Safety and Preliminary Efficacy Study of an Anti-inflammatory Therapeutic Antibody in Reducing Restenosis.

The safety and scientific validity of this study is the responsibility of the study sponsor and investigators. Listing a study does not mean it has been evaluated by the U.S. Federal Government. Read our disclaimer for details. Identifier: NCT01270945
Recruitment Status : Completed
First Posted : January 5, 2011
Last Update Posted : June 24, 2014
Information provided by (Responsible Party):
XBiotech, Inc.

Brief Summary:
The purpose of this study is to determine if CV-18C3 will reduce the rate of restenosis or the time to restenosis in patients undergoing repeat peripheral artery revascularization versus controls randomized to standard of care.

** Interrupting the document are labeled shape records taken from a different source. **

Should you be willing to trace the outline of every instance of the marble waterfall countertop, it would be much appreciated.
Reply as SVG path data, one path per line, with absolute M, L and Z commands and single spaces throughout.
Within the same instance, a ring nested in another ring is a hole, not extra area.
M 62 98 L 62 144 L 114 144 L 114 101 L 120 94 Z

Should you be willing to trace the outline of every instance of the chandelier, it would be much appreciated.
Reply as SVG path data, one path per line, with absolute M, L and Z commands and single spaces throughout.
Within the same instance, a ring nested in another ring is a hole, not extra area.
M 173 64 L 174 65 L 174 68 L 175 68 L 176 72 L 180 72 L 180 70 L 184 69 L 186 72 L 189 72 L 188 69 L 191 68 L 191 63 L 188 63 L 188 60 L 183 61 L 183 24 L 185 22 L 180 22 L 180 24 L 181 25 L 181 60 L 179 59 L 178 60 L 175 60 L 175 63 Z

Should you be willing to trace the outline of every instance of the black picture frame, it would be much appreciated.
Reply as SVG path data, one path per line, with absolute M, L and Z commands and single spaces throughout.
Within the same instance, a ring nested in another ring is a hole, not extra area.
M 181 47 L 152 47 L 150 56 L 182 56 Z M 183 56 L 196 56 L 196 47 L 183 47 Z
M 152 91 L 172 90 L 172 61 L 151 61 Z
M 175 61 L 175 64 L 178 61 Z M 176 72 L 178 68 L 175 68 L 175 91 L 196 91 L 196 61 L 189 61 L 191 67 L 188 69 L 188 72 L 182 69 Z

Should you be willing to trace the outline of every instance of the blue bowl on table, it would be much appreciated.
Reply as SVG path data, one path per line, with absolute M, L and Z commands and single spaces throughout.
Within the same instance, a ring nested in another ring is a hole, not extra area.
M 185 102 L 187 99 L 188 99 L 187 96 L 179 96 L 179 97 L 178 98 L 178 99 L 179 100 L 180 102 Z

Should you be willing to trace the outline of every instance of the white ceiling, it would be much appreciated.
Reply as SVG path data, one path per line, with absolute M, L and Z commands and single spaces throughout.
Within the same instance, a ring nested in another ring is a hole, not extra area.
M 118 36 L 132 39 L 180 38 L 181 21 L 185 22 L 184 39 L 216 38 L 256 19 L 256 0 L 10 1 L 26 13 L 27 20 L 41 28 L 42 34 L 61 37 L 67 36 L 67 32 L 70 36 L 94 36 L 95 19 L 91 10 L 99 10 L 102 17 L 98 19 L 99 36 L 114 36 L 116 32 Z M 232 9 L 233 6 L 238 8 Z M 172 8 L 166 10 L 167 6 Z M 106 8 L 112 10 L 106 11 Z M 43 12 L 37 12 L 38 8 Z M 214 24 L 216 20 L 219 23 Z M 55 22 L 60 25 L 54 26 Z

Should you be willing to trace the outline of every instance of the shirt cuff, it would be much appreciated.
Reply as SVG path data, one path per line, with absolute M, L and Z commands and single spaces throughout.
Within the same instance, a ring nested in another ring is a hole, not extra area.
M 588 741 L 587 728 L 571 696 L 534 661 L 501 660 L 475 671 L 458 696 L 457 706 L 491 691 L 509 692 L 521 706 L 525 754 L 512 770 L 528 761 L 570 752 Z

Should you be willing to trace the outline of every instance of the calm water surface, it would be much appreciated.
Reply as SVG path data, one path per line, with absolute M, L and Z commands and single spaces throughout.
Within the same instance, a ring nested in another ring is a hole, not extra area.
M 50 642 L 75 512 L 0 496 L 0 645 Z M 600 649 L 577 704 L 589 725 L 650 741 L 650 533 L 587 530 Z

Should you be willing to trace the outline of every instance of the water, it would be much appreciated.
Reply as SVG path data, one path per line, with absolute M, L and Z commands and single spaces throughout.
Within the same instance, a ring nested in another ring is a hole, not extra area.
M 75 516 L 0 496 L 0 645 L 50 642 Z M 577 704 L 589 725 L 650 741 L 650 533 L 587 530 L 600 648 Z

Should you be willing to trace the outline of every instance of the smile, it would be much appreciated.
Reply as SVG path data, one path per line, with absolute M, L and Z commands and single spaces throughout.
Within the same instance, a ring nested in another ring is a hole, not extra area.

Condition or disease Intervention/treatment Phase
Patients Undergoing Repeat Peripheral Artery Revascularization Drug: CV-18C3 Procedure: Standard of Care Phase 2

Detailed Description:

Restenosis of peripheral artery lesions remains a challenging problem to overcome after percutaneous revascularization of atherosclerotic disease in the femoropopliteal arterial system. Rates of restenosis are as high as 60% after a year. Treatment options include medical therapy, angioplasty, arthrectomy and stent placement. The heterogeneity of disease between patients, variable length of target lesions and presence of unpredictable physical forces requires individualized treatment plans.

Vascular response to injury appears to play an important role in the development of restenosis. IL-1α is a potent inflammatory cytokine that plays a central role in vascular inflammation and vascular smooth muscle proliferation--both in acute and chronic injury. CV-18C3 antagonizes the biologic activity of IL-1α and is theorized to prevent the early IL-1α mediated inflammation that leads to vascular smooth muscle hypertrophy and restenosis, as well as the late IL-1α mediated atherosclerotic plaque formation.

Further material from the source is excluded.